Ce lieu tranquille plaît au rêveur par son abandon, son aspect mélancolique ; là les Alpes descendent en mol amphithéâtre jusqu’à la rive, et font deviner les grandioses beautés du Valais, — ce sont de petites ondulations qui annoncent de grosses ondes, — la nature se montre sévère et douce tout à la fois ; rien ne peut donner une idée de la richesse de ce sol, de la force inépuisable et luxuriante de cette végétation.

Mais pourquoi ce pays appartient-il à une race énervée, presque abrutie, ignorante, qui ne sait pas ou ne peut pas tirer parti entièrement de la fécondité d’une terre qui vaut son pesant d’or.
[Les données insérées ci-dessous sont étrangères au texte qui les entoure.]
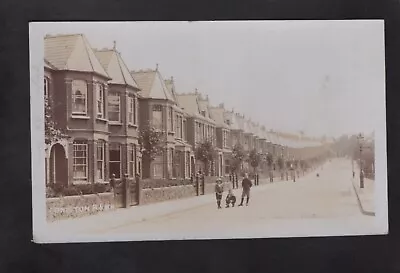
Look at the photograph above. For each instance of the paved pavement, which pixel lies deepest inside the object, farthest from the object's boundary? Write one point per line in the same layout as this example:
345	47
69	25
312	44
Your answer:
365	196
312	206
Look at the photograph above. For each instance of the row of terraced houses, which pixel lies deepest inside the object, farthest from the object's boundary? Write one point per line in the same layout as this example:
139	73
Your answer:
101	105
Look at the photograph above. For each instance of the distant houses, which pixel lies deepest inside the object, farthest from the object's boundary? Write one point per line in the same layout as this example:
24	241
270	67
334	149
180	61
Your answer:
101	106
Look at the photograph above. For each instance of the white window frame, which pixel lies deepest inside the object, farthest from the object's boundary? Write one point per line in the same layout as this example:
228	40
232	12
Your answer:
84	95
46	85
131	110
100	145
116	95
100	101
171	122
131	160
77	148
157	108
111	148
184	124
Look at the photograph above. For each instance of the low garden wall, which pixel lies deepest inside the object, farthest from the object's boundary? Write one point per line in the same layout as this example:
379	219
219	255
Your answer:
153	195
79	205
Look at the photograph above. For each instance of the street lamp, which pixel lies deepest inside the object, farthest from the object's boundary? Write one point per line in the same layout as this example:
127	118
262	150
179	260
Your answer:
360	138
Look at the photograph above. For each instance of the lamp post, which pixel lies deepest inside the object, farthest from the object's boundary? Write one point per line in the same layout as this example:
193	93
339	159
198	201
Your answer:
360	139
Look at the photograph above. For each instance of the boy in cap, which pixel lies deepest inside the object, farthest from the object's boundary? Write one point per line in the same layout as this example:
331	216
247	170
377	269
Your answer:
246	185
230	199
219	189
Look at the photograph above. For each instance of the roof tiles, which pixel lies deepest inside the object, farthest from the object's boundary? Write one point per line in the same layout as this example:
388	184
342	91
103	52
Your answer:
72	52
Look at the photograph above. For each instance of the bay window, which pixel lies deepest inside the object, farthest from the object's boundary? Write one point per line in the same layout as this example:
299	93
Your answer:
46	87
131	110
157	116
100	100
79	97
115	159
131	160
100	160
114	109
80	161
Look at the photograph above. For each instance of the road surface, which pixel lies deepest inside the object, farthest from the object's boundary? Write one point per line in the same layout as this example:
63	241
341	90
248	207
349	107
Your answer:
312	206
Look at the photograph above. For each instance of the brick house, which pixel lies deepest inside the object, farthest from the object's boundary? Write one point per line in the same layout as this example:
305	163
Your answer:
122	117
73	79
223	136
200	126
184	154
159	108
235	122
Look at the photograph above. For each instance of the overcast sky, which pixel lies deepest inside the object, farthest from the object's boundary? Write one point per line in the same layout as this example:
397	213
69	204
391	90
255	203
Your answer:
322	77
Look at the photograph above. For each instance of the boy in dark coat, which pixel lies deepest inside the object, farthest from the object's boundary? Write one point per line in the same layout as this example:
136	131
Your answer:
230	199
246	185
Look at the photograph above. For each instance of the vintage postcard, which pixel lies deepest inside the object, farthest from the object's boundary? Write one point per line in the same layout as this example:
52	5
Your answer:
207	130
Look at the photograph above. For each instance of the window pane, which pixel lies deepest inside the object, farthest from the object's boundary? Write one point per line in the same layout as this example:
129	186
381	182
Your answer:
114	107
114	155
115	168
157	119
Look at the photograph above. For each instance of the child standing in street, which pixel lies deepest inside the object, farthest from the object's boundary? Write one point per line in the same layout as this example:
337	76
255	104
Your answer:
230	199
246	185
219	189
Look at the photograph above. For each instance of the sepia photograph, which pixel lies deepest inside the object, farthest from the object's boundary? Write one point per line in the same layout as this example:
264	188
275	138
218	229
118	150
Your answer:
207	130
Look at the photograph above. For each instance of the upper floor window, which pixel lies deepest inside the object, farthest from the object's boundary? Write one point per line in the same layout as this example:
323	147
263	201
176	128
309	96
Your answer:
184	129
80	161
131	110
100	160
100	100
114	109
170	119
157	116
79	97
178	126
46	87
224	138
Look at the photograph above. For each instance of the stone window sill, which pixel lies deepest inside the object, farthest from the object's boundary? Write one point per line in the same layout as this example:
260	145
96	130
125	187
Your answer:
115	123
79	117
102	119
132	125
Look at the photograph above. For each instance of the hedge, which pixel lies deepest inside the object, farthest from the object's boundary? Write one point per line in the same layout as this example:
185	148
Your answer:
57	190
163	183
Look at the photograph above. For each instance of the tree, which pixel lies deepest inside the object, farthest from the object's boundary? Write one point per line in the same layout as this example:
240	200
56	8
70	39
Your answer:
238	155
151	142
254	159
52	133
206	153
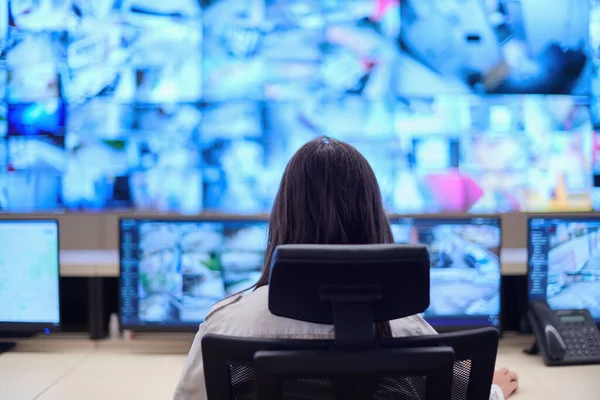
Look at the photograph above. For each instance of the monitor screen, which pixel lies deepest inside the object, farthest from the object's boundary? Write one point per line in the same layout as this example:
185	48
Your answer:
564	263
465	268
173	272
29	275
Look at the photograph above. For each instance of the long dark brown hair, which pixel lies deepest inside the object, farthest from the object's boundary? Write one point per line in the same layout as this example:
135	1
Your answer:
328	195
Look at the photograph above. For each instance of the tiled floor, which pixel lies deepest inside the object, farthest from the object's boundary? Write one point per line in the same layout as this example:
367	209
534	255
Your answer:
84	371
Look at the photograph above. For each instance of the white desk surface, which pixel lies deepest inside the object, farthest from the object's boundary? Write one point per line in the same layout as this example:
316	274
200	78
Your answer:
79	369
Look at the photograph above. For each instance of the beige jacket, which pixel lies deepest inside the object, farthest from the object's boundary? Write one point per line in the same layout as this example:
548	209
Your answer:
248	315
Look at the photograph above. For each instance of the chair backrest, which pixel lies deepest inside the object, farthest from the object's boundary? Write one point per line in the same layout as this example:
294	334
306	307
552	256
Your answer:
349	286
230	367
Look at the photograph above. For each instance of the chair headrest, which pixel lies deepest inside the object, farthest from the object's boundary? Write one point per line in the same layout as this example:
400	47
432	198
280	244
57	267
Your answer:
303	276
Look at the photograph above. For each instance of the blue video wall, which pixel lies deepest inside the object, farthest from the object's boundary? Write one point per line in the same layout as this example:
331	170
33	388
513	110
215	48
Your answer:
192	106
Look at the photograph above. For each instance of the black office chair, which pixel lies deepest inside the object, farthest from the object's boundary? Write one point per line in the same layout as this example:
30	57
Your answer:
350	287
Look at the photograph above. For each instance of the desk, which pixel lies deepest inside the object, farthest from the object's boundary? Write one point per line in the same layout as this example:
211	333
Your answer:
103	370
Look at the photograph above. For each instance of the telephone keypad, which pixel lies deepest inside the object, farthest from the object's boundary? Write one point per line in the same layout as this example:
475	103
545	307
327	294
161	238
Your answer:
581	340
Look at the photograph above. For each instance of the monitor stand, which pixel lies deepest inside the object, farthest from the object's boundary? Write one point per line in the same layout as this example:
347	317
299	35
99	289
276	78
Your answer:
6	346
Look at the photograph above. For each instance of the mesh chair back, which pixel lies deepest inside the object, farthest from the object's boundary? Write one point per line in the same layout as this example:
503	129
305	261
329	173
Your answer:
230	369
416	374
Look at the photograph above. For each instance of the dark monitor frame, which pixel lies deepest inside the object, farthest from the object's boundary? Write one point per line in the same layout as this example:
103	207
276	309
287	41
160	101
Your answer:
445	219
574	217
171	327
37	326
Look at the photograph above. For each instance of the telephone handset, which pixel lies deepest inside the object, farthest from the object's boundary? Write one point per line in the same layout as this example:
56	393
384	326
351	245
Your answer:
564	337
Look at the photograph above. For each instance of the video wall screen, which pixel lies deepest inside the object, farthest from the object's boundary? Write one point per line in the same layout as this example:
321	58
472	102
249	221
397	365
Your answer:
564	263
196	106
174	272
465	268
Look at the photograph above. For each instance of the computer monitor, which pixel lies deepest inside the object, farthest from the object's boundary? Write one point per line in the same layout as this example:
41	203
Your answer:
465	268
174	271
564	262
29	276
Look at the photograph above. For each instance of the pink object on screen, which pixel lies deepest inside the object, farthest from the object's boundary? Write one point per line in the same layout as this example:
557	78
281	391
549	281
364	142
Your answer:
473	191
453	191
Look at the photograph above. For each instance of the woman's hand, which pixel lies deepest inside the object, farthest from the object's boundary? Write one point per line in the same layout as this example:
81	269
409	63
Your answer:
507	380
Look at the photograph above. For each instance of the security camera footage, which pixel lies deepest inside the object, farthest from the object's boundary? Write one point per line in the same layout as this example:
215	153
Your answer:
495	46
465	268
564	263
191	106
173	272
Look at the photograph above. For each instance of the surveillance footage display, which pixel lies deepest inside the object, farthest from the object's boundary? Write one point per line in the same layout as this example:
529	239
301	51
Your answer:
465	268
190	106
564	263
29	273
174	272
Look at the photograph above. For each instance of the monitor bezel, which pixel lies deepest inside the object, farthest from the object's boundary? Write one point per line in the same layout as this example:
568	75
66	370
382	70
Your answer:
161	326
445	219
37	326
575	217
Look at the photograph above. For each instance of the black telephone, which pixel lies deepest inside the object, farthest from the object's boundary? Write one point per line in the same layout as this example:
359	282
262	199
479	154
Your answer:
564	337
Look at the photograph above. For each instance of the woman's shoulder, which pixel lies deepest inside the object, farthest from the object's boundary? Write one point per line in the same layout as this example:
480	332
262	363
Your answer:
248	315
234	302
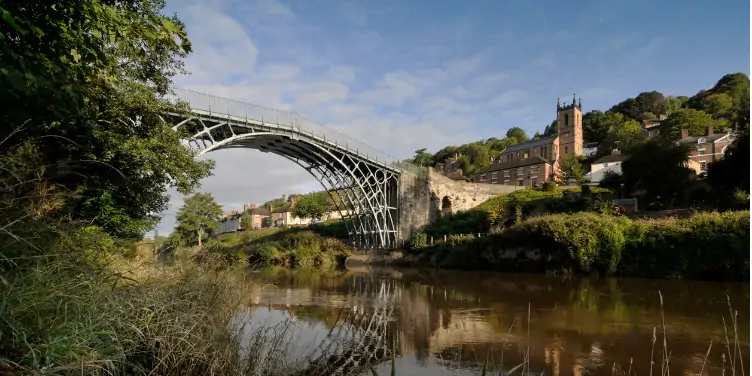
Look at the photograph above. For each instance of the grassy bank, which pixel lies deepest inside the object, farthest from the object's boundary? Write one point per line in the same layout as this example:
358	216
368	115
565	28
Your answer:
703	246
504	210
318	246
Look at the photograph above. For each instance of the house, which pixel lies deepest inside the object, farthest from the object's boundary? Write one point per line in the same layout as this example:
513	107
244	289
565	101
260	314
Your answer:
705	149
652	127
534	162
609	163
589	149
258	215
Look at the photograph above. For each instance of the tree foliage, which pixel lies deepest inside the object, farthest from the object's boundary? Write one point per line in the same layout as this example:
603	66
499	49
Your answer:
517	133
657	174
199	214
313	205
82	84
570	168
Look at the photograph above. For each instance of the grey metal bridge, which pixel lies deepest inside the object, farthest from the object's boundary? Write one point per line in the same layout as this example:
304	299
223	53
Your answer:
366	180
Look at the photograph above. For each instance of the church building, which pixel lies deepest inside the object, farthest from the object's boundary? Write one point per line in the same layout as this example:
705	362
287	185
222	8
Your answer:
534	162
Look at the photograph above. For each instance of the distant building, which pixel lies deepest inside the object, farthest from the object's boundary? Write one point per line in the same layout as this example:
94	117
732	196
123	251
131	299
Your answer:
589	149
534	162
609	163
705	149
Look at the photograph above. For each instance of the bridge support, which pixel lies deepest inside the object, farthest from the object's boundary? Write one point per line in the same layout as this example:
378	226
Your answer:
364	183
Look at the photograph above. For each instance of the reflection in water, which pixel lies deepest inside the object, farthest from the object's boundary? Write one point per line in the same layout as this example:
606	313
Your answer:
451	321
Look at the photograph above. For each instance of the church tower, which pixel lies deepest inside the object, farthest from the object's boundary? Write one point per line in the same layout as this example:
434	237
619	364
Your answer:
569	126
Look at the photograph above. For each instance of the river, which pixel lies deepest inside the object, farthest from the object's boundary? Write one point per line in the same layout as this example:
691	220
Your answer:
450	322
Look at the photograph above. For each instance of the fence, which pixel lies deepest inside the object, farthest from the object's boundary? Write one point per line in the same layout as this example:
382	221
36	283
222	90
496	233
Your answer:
290	121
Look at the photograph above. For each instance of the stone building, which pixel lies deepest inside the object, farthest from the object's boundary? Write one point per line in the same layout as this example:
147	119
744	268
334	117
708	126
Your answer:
705	149
534	162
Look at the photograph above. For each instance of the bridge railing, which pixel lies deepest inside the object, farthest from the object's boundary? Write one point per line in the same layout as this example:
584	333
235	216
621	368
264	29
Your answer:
286	120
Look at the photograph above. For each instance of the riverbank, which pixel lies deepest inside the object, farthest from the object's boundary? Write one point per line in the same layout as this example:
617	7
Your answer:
318	246
702	246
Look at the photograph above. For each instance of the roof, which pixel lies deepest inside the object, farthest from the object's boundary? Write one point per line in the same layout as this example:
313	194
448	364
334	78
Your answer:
530	144
258	211
712	138
512	164
612	158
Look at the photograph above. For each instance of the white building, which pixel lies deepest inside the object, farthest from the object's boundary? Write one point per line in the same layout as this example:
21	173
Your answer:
589	149
603	165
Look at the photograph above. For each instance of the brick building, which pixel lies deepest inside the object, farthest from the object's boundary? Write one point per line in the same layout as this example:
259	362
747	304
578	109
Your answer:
705	149
534	162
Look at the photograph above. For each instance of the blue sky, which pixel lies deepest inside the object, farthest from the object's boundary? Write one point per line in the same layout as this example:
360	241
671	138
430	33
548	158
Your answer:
402	75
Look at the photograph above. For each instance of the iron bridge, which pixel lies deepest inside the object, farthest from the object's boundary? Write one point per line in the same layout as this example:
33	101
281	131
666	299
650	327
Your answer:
363	182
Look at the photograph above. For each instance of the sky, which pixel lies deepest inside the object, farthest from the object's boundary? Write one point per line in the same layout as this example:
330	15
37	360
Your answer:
401	75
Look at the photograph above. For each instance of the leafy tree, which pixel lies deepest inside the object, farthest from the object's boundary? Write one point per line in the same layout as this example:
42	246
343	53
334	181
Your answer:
422	158
570	168
719	105
199	214
517	133
82	84
656	173
627	135
673	104
695	121
313	205
632	108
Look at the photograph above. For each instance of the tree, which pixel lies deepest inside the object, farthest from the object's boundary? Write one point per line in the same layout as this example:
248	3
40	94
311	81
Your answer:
422	158
199	214
570	168
627	135
656	173
695	121
517	133
82	84
718	105
313	205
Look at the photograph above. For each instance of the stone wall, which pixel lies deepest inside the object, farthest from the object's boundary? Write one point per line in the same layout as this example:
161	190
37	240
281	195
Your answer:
425	199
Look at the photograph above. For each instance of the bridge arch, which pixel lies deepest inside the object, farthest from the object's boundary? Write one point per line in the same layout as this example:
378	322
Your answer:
366	181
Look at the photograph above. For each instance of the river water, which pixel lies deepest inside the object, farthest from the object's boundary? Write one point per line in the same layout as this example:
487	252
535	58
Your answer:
451	322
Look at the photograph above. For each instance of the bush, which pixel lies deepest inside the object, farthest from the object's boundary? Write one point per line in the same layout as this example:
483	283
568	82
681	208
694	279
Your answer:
549	186
703	246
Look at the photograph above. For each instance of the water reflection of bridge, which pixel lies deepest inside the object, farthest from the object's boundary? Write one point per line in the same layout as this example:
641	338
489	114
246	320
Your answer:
588	326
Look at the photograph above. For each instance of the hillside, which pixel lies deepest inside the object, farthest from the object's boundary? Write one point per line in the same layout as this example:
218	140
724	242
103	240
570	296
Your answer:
722	106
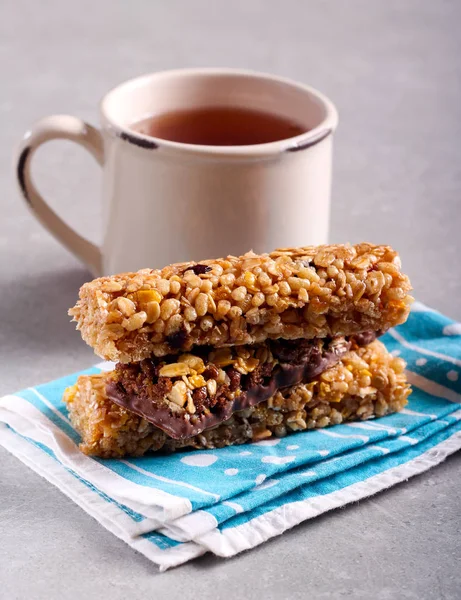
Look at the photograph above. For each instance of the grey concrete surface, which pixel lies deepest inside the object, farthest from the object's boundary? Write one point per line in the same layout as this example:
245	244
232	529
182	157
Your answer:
394	70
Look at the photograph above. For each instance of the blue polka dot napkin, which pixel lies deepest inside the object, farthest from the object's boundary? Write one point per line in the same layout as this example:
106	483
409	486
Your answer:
175	508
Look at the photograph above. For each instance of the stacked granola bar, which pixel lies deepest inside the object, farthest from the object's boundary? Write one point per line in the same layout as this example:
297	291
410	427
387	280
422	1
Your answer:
239	349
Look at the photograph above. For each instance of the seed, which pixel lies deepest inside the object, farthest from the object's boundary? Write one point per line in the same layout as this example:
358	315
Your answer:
169	307
252	316
332	271
258	299
303	296
173	324
249	279
136	321
159	326
212	386
145	296
296	283
222	357
239	293
190	405
153	311
190	314
272	299
264	280
227	279
284	288
206	286
223	308
206	323
201	304
194	362
126	307
163	286
175	287
235	312
115	330
192	279
174	370
178	394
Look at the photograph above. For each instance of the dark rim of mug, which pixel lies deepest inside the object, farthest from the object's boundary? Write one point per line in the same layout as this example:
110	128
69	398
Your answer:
301	142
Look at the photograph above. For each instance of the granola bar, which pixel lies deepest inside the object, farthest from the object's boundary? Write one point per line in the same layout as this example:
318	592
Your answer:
367	381
310	292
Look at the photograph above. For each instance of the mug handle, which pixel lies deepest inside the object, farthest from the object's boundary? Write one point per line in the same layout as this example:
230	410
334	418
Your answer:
59	127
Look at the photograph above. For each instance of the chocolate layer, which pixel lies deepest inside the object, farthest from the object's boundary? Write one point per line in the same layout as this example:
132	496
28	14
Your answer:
297	362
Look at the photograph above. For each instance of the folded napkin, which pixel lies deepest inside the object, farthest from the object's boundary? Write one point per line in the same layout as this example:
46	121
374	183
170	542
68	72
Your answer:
177	507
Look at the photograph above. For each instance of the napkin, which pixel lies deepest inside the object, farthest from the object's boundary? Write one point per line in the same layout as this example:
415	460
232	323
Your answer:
174	508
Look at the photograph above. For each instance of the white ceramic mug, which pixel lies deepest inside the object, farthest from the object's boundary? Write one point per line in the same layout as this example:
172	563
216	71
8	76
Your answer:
170	202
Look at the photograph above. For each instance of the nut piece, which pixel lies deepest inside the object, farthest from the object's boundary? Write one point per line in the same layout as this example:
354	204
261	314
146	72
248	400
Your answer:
174	370
197	381
222	357
126	306
178	394
192	361
135	322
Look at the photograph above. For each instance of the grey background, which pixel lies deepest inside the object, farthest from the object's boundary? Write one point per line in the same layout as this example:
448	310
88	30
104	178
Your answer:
394	71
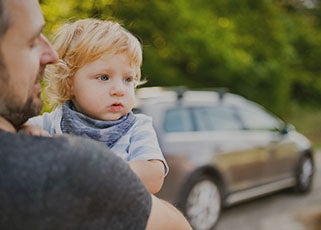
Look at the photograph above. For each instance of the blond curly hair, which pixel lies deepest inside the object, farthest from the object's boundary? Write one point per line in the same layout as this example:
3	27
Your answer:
84	41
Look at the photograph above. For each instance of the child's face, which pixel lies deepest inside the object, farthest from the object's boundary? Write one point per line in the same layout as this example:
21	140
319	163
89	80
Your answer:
104	89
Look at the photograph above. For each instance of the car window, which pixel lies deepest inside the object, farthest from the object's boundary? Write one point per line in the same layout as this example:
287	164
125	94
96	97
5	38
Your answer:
178	120
256	118
216	118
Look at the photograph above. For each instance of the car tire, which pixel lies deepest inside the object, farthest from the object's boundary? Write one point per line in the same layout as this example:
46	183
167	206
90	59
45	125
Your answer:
304	174
201	202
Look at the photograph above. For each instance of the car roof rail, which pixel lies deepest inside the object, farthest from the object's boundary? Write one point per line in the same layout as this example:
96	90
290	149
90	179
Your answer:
180	90
221	91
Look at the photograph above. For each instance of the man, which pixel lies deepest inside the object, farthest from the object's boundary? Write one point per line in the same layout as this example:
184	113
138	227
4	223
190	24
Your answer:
63	182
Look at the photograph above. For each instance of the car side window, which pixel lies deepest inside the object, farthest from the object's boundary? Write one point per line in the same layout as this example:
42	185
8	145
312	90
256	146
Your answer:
178	120
216	118
256	118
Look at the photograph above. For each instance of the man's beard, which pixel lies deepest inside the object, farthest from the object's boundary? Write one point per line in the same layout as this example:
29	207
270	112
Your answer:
11	108
18	115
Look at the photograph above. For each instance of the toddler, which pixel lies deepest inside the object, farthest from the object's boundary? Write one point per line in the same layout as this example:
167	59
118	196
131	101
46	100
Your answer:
92	89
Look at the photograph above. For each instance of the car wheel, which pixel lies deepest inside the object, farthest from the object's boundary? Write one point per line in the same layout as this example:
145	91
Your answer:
304	174
201	202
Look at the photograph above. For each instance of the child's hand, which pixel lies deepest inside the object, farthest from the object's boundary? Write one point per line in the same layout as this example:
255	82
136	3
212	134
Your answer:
34	130
150	172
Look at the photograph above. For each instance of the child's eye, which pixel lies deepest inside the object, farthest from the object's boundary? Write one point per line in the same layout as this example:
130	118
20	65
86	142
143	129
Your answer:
129	79
103	77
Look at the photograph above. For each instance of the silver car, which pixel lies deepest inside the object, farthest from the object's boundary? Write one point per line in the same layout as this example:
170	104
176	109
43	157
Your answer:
223	149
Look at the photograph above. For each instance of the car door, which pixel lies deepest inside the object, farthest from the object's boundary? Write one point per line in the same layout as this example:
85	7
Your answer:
237	153
280	152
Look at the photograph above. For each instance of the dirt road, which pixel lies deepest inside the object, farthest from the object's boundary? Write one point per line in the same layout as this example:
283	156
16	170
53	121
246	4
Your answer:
281	211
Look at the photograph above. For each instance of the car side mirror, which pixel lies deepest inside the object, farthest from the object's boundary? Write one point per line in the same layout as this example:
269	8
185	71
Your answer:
287	128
Les Vaudois ont eu en partage un terroir ingrat, rebelle à la culture, mais ils sont parvenus à l’améliorer, à le rendre productif ; les Chablaisiens, possesseurs d’une campagne extrêmement fertile, sont plongés dans la pauvreté.

Les Vaudois sont des vignerons ; les Genevois, des banquiers et des horlogers ; les Chablaisiens (variété du Savoyard, porteur d’eau, commissionnaire, ramoneur ou joueur de vielle en général) sont des pêcheurs ; les Valaisans, des bûcherons et des pâtres.